Revenue Doubles, Profits Plummet: China's Short-Drama Export Boom Hits Its Darkest Hour
Surge in top-line, collapse in profits
China’s short-drama export rush is showing a stark contradiction: booming revenue but worsening losses. Sensor Tower data shows global in‑app spending on short‑form drama apps jumped to $2.8 billion in 2025, a 116% year‑on‑year rise, and Chinese firms reportedly account for more than 95% of that market. Yet it has been reported that several early movers are deep in the red — for example, Zhongwen Online (中文在线) has seen cumulative losses since 2018 balloon into the tens of millions of dollars and reportedly expects a 2025 adjusted net loss in the range of RMB 579–699 million; iReader (掌阅) posted fast revenue growth from its derivative short‑drama business but swung to a large consolidated loss in recent quarters.

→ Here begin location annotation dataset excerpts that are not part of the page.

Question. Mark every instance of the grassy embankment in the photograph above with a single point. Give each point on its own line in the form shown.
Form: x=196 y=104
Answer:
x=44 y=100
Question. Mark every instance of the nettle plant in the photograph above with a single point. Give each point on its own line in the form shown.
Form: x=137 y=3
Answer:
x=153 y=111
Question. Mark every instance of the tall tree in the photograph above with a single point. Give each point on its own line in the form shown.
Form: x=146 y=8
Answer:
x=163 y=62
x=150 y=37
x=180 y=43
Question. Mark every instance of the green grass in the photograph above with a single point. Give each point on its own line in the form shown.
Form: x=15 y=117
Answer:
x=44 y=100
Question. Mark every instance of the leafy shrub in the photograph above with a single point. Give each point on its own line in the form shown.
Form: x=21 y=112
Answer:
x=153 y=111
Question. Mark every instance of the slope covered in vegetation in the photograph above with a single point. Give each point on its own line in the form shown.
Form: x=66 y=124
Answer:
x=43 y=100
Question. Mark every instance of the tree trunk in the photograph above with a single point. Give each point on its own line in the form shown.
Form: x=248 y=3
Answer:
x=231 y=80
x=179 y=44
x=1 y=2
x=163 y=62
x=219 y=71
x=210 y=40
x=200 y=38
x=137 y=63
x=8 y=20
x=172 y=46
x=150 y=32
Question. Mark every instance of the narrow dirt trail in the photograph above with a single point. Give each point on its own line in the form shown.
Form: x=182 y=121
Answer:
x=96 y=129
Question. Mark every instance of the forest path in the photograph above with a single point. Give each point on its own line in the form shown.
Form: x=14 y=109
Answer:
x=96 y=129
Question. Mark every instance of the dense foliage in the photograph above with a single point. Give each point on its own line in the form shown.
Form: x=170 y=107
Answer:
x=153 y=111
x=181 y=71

Why scale isn't solving the problem
Why do bigger audiences not translate to profit? Industry insiders say the economics hinge on two brutal realities: overseas ARPU and retention are lower than domestic levels, and customer‑acquisition costs are soaring. DataEye reportedly estimates the overseas short‑drama market at roughly RMB 28 billion—only about a quarter of China’s domestic short‑drama ecosystem—while seven‑day retention and per‑user spend in mature Western markets remain weaker than at home. The result: producers are burning vast sums on paid promotion (some claim up to 80% of budgets go to acquisition), and an oft‑cited industry rule of thumb is that 80–90% of exported titles never recoup investment.
AI, localisation costs and geopolitics: no easy fixes
Many hope AI will cut production costs. Seedance 2.0 has been credited with improving AI‑generated video quality and speeding content creation, and it has been reported that AI can now produce thousands of short clips a day — but that does not solve rising marketing spend, localisation costs, or limited paying audiences abroad. Add to that geopolitical friction, tighter content and data controls in major Western markets, and the need to hire local talent and services in Los Angeles or London — all forces that raise the break‑even point. The short‑drama export playbook that looked like a cross‑border extension of China’s domestic traffic model is now facing a reckoning: can the industry consolidate and find sustainable unit economics, or will scale only deepen the losses?